So the chart above gives us a 15 year perspective on the GSR. As you can see, the natural high over this time period is around 80. There were a couple brief moments when it spiked meaningfully higher, but those instances were fleeting and quickly corrected. On the other side of the coin, you can see the natural low has been somewhere near 45, with the obvious spike lower in early 2011. Now, what does this mean in context of today's reading of 72.6?
My first observation is that the GSR just recently (last month) reached its natural high for the first time since late 2008. That's clue #1 that the ratio is running into some serious resistance. Secondly, the very slow-moving monthly MACD has just made a bearish cross. This has only happened two other times since 2000, both of which marked long-term tops in the GSR. I see no reason why this time would be any different, so clue #2 is that the momentum indicators are flashing some major warning signals.
That said, the GSR remains in the rising channel noted by the green lines. It's had multiple tests of both the upper and lower bounds over the last several years so it has to be respected. Until the GSR breaks below the lower green line, the long-term uptrend remains intact. Given the two clues noted above, however, I suspect that will happen sooner rather than later.
Earlier I stated that the natural high and low over the last 15 years was around 80 and 45, respectively. So IF the GSR breaks below that channel, then I think it has a real shot at falling all the way down to 45. This would mean that silver is going to outperform gold for quite some time (remember, this is a long-term chart with each bar representing a month of trading).
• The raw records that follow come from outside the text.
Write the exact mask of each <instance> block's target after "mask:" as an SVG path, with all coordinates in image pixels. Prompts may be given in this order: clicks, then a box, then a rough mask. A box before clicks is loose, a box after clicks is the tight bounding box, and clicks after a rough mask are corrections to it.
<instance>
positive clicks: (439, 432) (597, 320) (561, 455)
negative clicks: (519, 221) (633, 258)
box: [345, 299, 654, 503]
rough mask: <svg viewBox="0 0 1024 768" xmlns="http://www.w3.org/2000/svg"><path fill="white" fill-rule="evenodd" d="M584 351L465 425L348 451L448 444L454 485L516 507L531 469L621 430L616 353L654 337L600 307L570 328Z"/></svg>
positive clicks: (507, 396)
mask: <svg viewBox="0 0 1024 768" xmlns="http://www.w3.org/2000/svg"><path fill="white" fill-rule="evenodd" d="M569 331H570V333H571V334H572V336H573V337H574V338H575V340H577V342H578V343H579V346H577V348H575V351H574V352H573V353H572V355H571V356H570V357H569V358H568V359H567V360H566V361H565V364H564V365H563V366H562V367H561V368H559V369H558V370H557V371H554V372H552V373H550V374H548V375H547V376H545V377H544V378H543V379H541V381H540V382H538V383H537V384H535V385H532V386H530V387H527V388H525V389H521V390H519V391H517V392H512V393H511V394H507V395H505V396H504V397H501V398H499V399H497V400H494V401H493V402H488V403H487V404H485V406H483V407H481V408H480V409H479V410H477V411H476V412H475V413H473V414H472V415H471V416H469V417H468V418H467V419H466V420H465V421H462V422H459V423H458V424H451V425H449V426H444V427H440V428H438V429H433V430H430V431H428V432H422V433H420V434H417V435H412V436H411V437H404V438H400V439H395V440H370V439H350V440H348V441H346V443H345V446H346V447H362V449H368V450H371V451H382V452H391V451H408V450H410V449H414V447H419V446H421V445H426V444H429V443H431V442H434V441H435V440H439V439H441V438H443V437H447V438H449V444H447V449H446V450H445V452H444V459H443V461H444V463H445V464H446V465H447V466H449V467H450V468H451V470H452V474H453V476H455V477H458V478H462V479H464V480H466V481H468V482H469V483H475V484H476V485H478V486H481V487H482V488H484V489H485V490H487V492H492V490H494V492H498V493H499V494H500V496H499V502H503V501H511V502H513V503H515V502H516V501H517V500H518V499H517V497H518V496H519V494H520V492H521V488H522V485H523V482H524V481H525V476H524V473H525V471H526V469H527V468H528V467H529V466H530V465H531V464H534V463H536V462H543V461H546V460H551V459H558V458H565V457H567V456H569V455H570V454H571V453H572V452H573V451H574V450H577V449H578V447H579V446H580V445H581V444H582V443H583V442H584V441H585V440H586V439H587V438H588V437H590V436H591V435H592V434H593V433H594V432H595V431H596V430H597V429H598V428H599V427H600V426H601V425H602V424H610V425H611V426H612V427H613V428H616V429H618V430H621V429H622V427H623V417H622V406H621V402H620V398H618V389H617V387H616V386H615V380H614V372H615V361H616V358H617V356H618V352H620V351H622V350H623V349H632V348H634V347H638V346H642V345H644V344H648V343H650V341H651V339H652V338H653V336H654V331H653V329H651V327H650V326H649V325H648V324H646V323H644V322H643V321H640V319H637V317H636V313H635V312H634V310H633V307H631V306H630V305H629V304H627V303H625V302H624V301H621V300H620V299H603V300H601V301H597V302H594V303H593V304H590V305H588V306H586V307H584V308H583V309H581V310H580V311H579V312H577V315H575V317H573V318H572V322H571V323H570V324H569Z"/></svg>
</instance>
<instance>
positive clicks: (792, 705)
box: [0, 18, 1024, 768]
It could mean, of course, that silver simply falls less than gold, but I believe that both metals will rise with silver outperforming.
You can clearly see that the very long-term natural high is right around 100 and the very long-term natural low is near 15. Based on this chart, you can argue that the GSR is in a cyclical bear market and the recent ascent to 80 is nothing more than an intermediate bull run within a much larger down-cycle. In order to reach the very long-term natural low, the GSR would need to fall close to 80% from current levels. What this means in more tangible terms is that silver needs to see an epic rise in value relative to gold in order to achieve a GSR of 15.
Here's an example to help illustrate my point. Today, gold is roughly $1140/oz and silver is roughly $15.85 giving us a GSR of 71.9. Let's say gold doesn't move in price - it stays right at $1140. In order to get the GSR to its natural low of 15, silver would need to increase to $76/oz(!), or almost 5 times its current price. Going one step further, let's say gold rises back to its 2011 high of $1900/oz. That would mean silver needs to rise 700% to $126. Impossible? It's happened before so why not again?